Für einen besseren Datenschutz wären in Zukunft Smart Speaker mit integrierter NPU wünschenswert, die genügend Rechenleistung für die lokale Verarbeitung von Anfragen mitbringen. Ein solches Produkt auf den Markt zu bringen, wäre aber zumindest für Amazon eine eher untypische Entscheidung.
Generative KI in einen Sprachassistenten zu packen, ist eine weitreichende Entscheidung. Einer der größten Anwendungsfälle von Alexa dürfte die Steuerung von Smart-Home-Automatisierungen sein - und auf diese müssen sich die Nutzer:innen verlassen können.
Dafür funktionieren bisherige Spracherkennungsalgorithmen, die auf vordefinierte Muster reagieren, gut genug.
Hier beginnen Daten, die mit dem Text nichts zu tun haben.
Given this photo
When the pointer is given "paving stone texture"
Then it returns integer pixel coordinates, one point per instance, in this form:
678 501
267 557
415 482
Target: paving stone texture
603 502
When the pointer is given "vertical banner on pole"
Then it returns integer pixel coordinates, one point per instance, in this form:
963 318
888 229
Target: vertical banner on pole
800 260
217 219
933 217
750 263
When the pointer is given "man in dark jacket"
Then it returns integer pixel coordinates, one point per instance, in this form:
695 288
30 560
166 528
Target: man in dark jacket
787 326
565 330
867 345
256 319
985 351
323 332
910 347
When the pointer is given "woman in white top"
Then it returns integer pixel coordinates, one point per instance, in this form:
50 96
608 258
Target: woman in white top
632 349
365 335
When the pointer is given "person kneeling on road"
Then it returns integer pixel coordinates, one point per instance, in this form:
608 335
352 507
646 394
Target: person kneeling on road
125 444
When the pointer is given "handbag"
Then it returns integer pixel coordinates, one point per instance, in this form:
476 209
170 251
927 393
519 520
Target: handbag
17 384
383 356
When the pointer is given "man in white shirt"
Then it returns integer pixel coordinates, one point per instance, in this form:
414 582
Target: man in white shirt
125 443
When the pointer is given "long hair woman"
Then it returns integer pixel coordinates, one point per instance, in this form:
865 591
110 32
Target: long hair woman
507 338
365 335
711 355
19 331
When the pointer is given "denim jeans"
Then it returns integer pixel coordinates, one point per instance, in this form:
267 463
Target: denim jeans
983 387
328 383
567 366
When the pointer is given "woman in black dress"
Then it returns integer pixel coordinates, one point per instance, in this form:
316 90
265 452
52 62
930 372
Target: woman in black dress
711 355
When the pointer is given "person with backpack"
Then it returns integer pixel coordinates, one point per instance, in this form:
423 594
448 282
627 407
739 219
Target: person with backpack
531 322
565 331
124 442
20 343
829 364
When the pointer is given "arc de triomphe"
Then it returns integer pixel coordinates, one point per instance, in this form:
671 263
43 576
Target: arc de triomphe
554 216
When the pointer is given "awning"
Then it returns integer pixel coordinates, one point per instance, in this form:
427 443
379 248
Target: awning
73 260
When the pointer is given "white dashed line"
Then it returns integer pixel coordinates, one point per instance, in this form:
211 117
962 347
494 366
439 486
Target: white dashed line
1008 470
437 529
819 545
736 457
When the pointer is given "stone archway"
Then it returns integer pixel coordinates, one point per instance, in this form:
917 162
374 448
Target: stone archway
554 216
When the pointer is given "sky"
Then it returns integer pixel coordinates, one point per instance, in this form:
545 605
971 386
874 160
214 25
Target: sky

Ob generative KI hier einen Vorteil bietet oder sich in kritischen Momenten aufgrund von Halluzinationen weigert, das Licht einzuschalten, wird sich zeigen.
Zahlt sich Amazons Milliarden-Investition aus?
Anthropic und Amazon gehen schon seit längerer Zeit gemeinsame Wege. Amazon stellt dem KI-Entwickler dafür hauptsächlich Rechenleistung zur Verfügung und investiert bis zu vier Milliarden US-Dollar. Damit hat sich Amazon unter anderem Zugang zu frühen Technologien von Anthropic erkauft.
Ob und in welchem Umfang Amazon für die Nutzung von Claude in Alexa Gebühren zahlen muss, ist nicht bekannt. OpenAI soll beispielsweise von Apple kein Geld für die Integration von ChatGPT erhalten haben. Die Gegenleistung ist eine hohe Sichtbarkeit im Apple-Kosmos.
Der Deal hat auch die Regulierungsbehörden auf den Plan gerufen: Internationale Wettbewerbsbehörden haben Untersuchungen der Vereinbarung zwischen Amazon und Anthropic und ihrer möglichen Auswirkungen auf den Wettbewerb eingeleitet. Dies gilt auch für andere Kooperationen wie die zwischen Microsoft und OpenAI.